The computer says I love you I owe 29 dollars
for Frank O’Hara and that thesaurus
I borrowed when I taught the class
how to find a synonym. I’m sorry. Hello Kitty’s ears
are burning—so tiny, so pink,
and so I pulverize them.
My students are 20; when I say Roget’s
they look at me like I’m not here; they don’t know yet
the way to say nothing articulately
is backwards. You called it—said if we . . . then we
have something that has to end
immediately. There is nowhere,
no receptacle bottomless enough in which to heave
the irreversible doll-petals, and so I stand here, a giant cramping thumb
and forefinger, handing over all my money.
I would very much like to leave you
here in the library with my fine, but am forced
to take you with me for, so help me God,
the last time. A single urgent dollar is all I’ve got;
I walk into the snack-bar like I need a shot
and a beer, “Cherry pop-tart please.” The bartender
reads a thick thriller with a weary spine,
doesn’t look up till she’s finished her last line—
says, “Looks like you got the last one”—keeps reading.
Into the crematorium toaster I drop them,
the pop-tarts too, and stand at the condiment bar
with its inconvenience and awkward intimacy
and everyone’s so fucking insipid
no one good-looking ever sidles up
for half-and-half and says, “Marry me.”
In the stillness of waiting
for my pop-tart to pop, a state of emergency, I have three minutes
to add to the list of things I’ll stop
doing tomorrow: Pop-tarts, calling Megan C.,
returning my books late, setting small fires indoors—
incidentally the last four acts I’ve performed.
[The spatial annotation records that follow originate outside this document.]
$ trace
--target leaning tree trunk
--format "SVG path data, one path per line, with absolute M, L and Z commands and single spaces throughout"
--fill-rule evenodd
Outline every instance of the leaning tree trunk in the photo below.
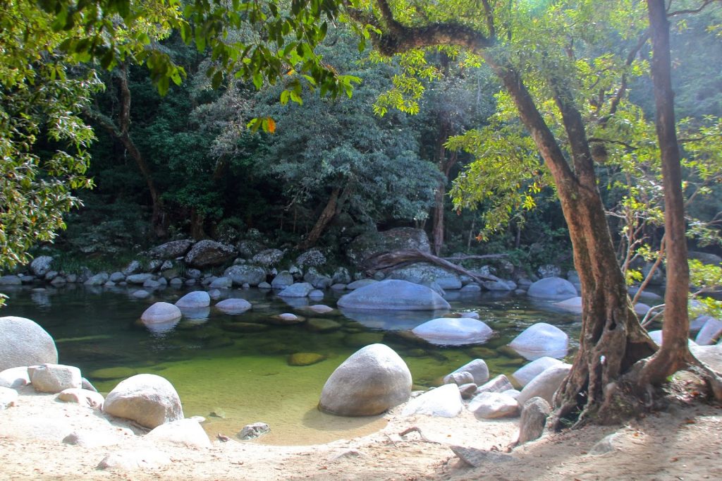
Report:
M 556 426 L 571 417 L 576 417 L 578 424 L 590 419 L 616 422 L 622 413 L 615 402 L 615 381 L 656 347 L 637 320 L 617 262 L 581 115 L 564 92 L 557 95 L 572 150 L 573 171 L 518 74 L 485 56 L 554 177 L 582 286 L 579 350 L 555 396 Z
M 308 233 L 308 237 L 305 240 L 298 245 L 298 248 L 305 251 L 305 249 L 310 248 L 316 246 L 316 243 L 318 242 L 318 239 L 321 238 L 321 234 L 326 230 L 326 228 L 331 223 L 333 220 L 334 216 L 336 215 L 336 210 L 338 206 L 339 202 L 339 194 L 341 194 L 341 188 L 336 187 L 331 193 L 331 197 L 329 198 L 329 202 L 326 202 L 326 207 L 323 208 L 323 211 L 318 216 L 318 219 L 316 220 L 316 224 L 313 225 L 313 228 L 311 231 Z

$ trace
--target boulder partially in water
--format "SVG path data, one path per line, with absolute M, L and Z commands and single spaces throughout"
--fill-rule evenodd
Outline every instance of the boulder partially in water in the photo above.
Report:
M 170 303 L 155 303 L 141 315 L 144 324 L 165 324 L 180 319 L 180 309 Z
M 210 305 L 211 296 L 204 290 L 194 290 L 175 301 L 175 306 L 181 309 L 195 309 L 208 307 Z
M 339 299 L 338 306 L 357 310 L 433 311 L 451 308 L 449 303 L 433 290 L 393 279 L 359 287 Z
M 440 317 L 414 328 L 412 332 L 432 344 L 459 346 L 485 342 L 494 332 L 478 319 Z
M 108 393 L 103 410 L 152 429 L 183 418 L 175 389 L 155 374 L 137 374 L 121 381 Z
M 58 350 L 48 332 L 24 317 L 0 317 L 0 370 L 58 363 Z
M 373 344 L 336 368 L 323 386 L 318 407 L 339 416 L 373 416 L 405 402 L 411 386 L 404 360 L 391 347 Z
M 577 288 L 566 279 L 545 277 L 530 285 L 526 293 L 532 298 L 561 300 L 576 297 Z
M 569 337 L 564 331 L 546 322 L 537 322 L 524 329 L 509 345 L 533 360 L 544 356 L 563 358 L 568 343 Z

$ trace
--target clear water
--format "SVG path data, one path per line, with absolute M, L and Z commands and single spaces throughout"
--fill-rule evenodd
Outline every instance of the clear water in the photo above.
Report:
M 416 388 L 425 389 L 477 358 L 487 362 L 492 376 L 510 374 L 526 361 L 505 346 L 534 322 L 548 322 L 567 332 L 570 355 L 580 323 L 578 316 L 554 310 L 551 303 L 532 303 L 523 296 L 452 292 L 447 300 L 453 311 L 479 313 L 496 334 L 483 344 L 439 347 L 409 339 L 406 334 L 408 329 L 448 311 L 334 310 L 316 314 L 303 306 L 336 308 L 341 294 L 327 292 L 323 299 L 287 303 L 272 291 L 248 289 L 228 290 L 225 295 L 246 299 L 253 305 L 251 311 L 228 315 L 212 308 L 201 310 L 190 314 L 194 318 L 184 316 L 172 330 L 152 332 L 139 323 L 143 311 L 155 302 L 174 303 L 187 291 L 169 287 L 138 300 L 131 295 L 136 290 L 4 287 L 10 298 L 0 315 L 27 317 L 43 326 L 56 339 L 59 362 L 80 368 L 104 394 L 133 373 L 158 374 L 175 387 L 186 417 L 206 419 L 204 426 L 209 435 L 235 436 L 246 424 L 262 421 L 271 431 L 256 442 L 267 444 L 326 443 L 383 427 L 380 416 L 341 417 L 316 409 L 328 377 L 368 344 L 383 342 L 396 350 L 409 365 Z M 269 317 L 287 312 L 337 325 L 318 332 L 308 322 L 269 324 Z M 238 329 L 238 323 L 247 323 L 240 326 L 249 332 L 228 330 Z M 324 359 L 310 365 L 290 365 L 289 356 L 296 352 L 317 353 Z M 110 368 L 121 369 L 108 373 Z

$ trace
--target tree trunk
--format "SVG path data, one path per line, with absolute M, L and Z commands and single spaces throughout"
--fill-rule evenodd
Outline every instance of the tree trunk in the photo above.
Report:
M 331 193 L 331 197 L 329 198 L 329 202 L 326 202 L 326 207 L 323 208 L 323 211 L 321 213 L 318 219 L 316 220 L 316 224 L 313 225 L 313 228 L 311 229 L 310 233 L 308 234 L 308 237 L 298 245 L 298 248 L 305 251 L 308 248 L 310 248 L 316 243 L 318 242 L 319 238 L 321 238 L 321 234 L 326 230 L 326 228 L 329 226 L 334 216 L 336 215 L 336 209 L 338 206 L 339 194 L 341 193 L 341 188 L 336 187 L 334 188 L 333 191 Z
M 646 363 L 640 376 L 641 384 L 659 384 L 668 376 L 687 365 L 691 358 L 687 344 L 690 318 L 687 295 L 690 270 L 687 259 L 687 225 L 682 189 L 679 145 L 674 122 L 674 93 L 671 86 L 669 22 L 664 0 L 648 0 L 652 36 L 652 80 L 656 106 L 656 124 L 662 164 L 664 190 L 664 240 L 667 279 L 664 292 L 664 342 Z
M 638 360 L 651 355 L 654 343 L 640 326 L 617 262 L 599 195 L 581 116 L 562 93 L 557 104 L 572 150 L 573 172 L 518 74 L 490 56 L 487 61 L 511 95 L 519 116 L 539 150 L 557 185 L 582 286 L 579 350 L 569 376 L 557 391 L 554 425 L 570 418 L 619 420 L 615 381 Z

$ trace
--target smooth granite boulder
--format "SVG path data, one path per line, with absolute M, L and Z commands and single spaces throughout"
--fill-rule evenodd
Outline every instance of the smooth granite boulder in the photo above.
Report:
M 194 290 L 175 301 L 175 306 L 181 309 L 196 309 L 210 305 L 211 296 L 204 290 Z
M 24 317 L 0 317 L 0 370 L 45 363 L 58 363 L 50 334 Z
M 363 347 L 326 381 L 318 407 L 340 416 L 373 416 L 405 402 L 411 395 L 409 368 L 383 344 Z
M 557 392 L 571 368 L 571 364 L 562 364 L 547 369 L 524 386 L 516 400 L 523 406 L 531 398 L 539 396 L 549 404 L 553 404 L 554 393 Z
M 563 358 L 568 344 L 569 337 L 564 331 L 546 322 L 537 322 L 524 329 L 509 345 L 524 358 L 534 360 L 544 356 Z
M 216 304 L 215 307 L 217 309 L 222 311 L 227 314 L 240 314 L 242 312 L 245 312 L 253 306 L 245 299 L 232 298 L 220 301 Z
M 454 417 L 464 410 L 461 393 L 456 384 L 444 384 L 427 391 L 404 407 L 401 415 L 426 415 L 441 417 Z
M 545 277 L 529 286 L 526 293 L 539 299 L 561 300 L 577 296 L 577 288 L 566 279 Z
M 103 410 L 151 429 L 183 418 L 175 389 L 155 374 L 137 374 L 121 381 L 108 393 Z
M 339 299 L 338 306 L 357 310 L 433 311 L 451 308 L 449 303 L 432 289 L 393 279 L 359 287 Z
M 453 346 L 481 344 L 494 333 L 482 321 L 466 317 L 432 319 L 414 328 L 412 332 L 432 344 Z
M 146 325 L 163 324 L 180 319 L 180 309 L 169 303 L 155 303 L 141 315 L 140 320 Z
M 82 386 L 80 370 L 72 365 L 40 364 L 27 368 L 30 384 L 38 392 L 58 393 Z

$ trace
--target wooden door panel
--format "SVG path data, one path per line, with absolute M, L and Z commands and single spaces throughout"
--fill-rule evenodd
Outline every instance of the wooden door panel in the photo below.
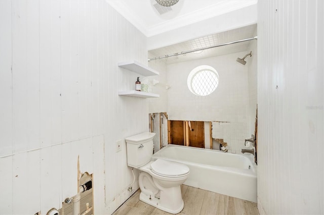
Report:
M 184 140 L 183 121 L 172 120 L 170 121 L 170 125 L 169 143 L 183 145 Z
M 205 126 L 204 122 L 190 121 L 189 129 L 189 146 L 205 148 Z

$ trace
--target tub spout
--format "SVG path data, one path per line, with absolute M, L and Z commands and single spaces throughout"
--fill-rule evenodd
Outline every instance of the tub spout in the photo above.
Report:
M 254 156 L 254 148 L 251 148 L 251 149 L 242 148 L 242 149 L 241 149 L 241 152 L 242 152 L 242 154 L 245 153 L 245 152 L 250 153 L 251 154 L 252 154 L 253 155 L 253 156 Z
M 252 146 L 254 147 L 254 145 L 255 143 L 255 138 L 254 138 L 254 135 L 251 135 L 252 137 L 250 139 L 245 139 L 245 142 L 244 143 L 244 145 L 246 146 L 247 145 L 247 141 L 249 141 L 249 142 L 251 142 L 252 143 Z

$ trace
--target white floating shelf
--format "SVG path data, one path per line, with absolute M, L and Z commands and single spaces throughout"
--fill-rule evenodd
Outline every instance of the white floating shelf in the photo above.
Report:
M 127 69 L 136 73 L 140 74 L 144 76 L 158 75 L 158 72 L 150 68 L 147 66 L 141 64 L 136 61 L 126 61 L 118 63 L 118 66 Z
M 149 92 L 142 92 L 136 90 L 129 90 L 118 92 L 119 95 L 126 95 L 128 96 L 139 97 L 140 98 L 156 98 L 160 97 L 157 94 L 151 93 Z

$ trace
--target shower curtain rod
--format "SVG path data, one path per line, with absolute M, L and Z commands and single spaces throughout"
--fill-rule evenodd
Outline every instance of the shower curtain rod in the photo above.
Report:
M 162 58 L 168 58 L 169 57 L 177 56 L 180 55 L 184 55 L 187 53 L 193 52 L 194 51 L 198 51 L 202 50 L 208 49 L 209 48 L 215 48 L 215 47 L 219 47 L 219 46 L 223 46 L 224 45 L 230 45 L 231 44 L 237 43 L 238 42 L 245 42 L 247 41 L 253 40 L 254 39 L 258 39 L 258 36 L 256 36 L 254 37 L 249 38 L 248 39 L 241 39 L 239 40 L 234 41 L 233 42 L 226 42 L 226 43 L 219 44 L 218 45 L 213 45 L 212 46 L 207 47 L 206 48 L 197 48 L 196 49 L 191 50 L 190 51 L 182 51 L 180 53 L 175 53 L 172 55 L 167 55 L 165 56 L 161 56 L 161 57 L 157 57 L 156 58 L 149 58 L 147 60 L 149 62 L 150 61 L 152 61 L 153 60 L 161 59 Z

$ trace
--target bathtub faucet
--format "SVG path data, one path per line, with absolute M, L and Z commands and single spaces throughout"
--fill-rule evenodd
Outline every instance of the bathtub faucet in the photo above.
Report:
M 247 145 L 247 141 L 251 142 L 252 143 L 252 146 L 254 147 L 254 145 L 255 144 L 255 139 L 254 138 L 254 135 L 252 135 L 252 137 L 250 139 L 246 139 L 245 142 L 244 143 L 244 145 L 246 146 Z
M 245 152 L 250 153 L 250 154 L 252 154 L 253 156 L 254 156 L 254 149 L 251 148 L 242 148 L 241 149 L 241 152 L 242 154 L 244 154 Z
Always it starts with pastry—21 years of I’ll stop
tomorrow, augmented by, at 14,
some uncommitted vomiting.
I met you 21 years ago. I was 14—a bad look for anyone,
much less a four-eyed half-assed-bulimic lesbian.
No wonder you wrote me that letter
flashing the knife friends, under which heading
our options are: acquaintance, chum, intimate (a noun)
and, my favorite—other self,
with its codependent grandiosity. Fuck you.
I keep meaning to stop substituting
cherry pop-tarts for shots and beers. But first, before things
get out of hand, I yell over to the girl at the counter, “Good for you.”
She’s 20. She looks at me. Through the smoke, I’m not here—louder,
“Good for you for reading a book,” for finding the thing
that won’t catch on fire, then disappear.
Heather McNaugher is the author of System of Hideouts and Second-order Desire, and two poetry chapbooks, Panic & Joy and Double Life. She teaches at Chatham University, where she is nonfiction editor for The Fourth River.